TalkTalk has been fined a record $510,000 by the Information Commissioner’s Office(ICO) for failings over a cyber attack last year that affected more than 150,000 of its users.
Following an in-depth investigation, the ICO found that the telecoms group could have prevented the hack if it had taken basic steps to protect customers’ information.
The watchdog said the attack, which took place between 15-21 October 2015, took advantage of vulnerability in the company’s systems, that helps the hackers to access the personal data of 156,959 customers.
Information Commissioner Elizabeth Denham said: “TalkTalk’s failure to implement the most basic cyber security measures allowed hackers to penetrate TalkTalk’s systems with ease.”
“Yes hacking is wrong, but that is not an excuse for companies to abdicate their security obligations.

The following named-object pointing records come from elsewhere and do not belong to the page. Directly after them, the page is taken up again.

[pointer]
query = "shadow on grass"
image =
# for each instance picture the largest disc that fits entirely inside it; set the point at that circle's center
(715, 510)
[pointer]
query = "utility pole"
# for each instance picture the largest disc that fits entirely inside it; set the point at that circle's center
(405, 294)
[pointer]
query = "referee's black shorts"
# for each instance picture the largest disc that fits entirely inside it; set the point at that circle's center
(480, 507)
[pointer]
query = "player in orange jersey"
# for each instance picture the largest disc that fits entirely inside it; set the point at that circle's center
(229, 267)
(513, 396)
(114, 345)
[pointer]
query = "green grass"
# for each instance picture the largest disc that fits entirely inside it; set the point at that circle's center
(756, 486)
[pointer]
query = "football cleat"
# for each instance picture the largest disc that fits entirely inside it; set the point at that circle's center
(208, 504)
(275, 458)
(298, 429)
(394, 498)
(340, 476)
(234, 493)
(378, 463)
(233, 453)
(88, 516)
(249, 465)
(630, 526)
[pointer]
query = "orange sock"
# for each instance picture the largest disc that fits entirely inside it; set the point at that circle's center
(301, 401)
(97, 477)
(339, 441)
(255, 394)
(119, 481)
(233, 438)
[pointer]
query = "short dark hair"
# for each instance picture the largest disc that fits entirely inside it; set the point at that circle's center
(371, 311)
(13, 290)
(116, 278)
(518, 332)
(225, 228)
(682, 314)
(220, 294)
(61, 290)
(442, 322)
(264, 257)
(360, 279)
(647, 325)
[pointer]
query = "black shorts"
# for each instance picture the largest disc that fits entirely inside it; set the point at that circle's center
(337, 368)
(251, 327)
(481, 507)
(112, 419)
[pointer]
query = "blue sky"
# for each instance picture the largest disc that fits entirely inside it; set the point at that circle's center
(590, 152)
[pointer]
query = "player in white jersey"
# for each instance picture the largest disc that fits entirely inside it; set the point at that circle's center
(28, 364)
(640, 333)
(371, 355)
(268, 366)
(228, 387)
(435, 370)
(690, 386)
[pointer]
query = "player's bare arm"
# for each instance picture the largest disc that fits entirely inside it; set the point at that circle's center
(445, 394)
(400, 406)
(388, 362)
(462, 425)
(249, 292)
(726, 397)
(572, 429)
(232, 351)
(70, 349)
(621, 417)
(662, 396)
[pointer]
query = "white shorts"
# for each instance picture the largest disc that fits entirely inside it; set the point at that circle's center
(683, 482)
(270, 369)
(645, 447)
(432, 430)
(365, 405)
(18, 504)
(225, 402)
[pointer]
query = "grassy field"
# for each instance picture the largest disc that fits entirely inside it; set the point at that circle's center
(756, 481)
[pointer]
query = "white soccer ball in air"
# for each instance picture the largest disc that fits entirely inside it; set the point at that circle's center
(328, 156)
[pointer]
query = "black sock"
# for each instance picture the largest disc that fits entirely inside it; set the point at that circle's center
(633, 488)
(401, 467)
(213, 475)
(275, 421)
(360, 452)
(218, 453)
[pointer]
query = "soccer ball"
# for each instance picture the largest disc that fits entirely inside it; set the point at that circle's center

TalkTalk should and could have done more to safeguard its customer information. It did not and we have taken action.”
“Acts as a warning to others that cyber security is not an IT issue, it is a boardroom issue. Companies must be diligent and vigilant. They must do this not only because they have a duty under law, but because they have a duty to their customers”, she added.
The ICO’s investigation found that the attacker used a common and “well understood” technique known as SQL injection to access the data.
“Defences exist and TalkTalk ought to have known it posed a risk to its data,” the ICO said.
The company also got two early warnings that it was unaware of. The first was a successful SQL injection attack on 17-July-2015 that exploited the same vulnerability in the webpages, and the second was an attack launched between 2 and 3 September.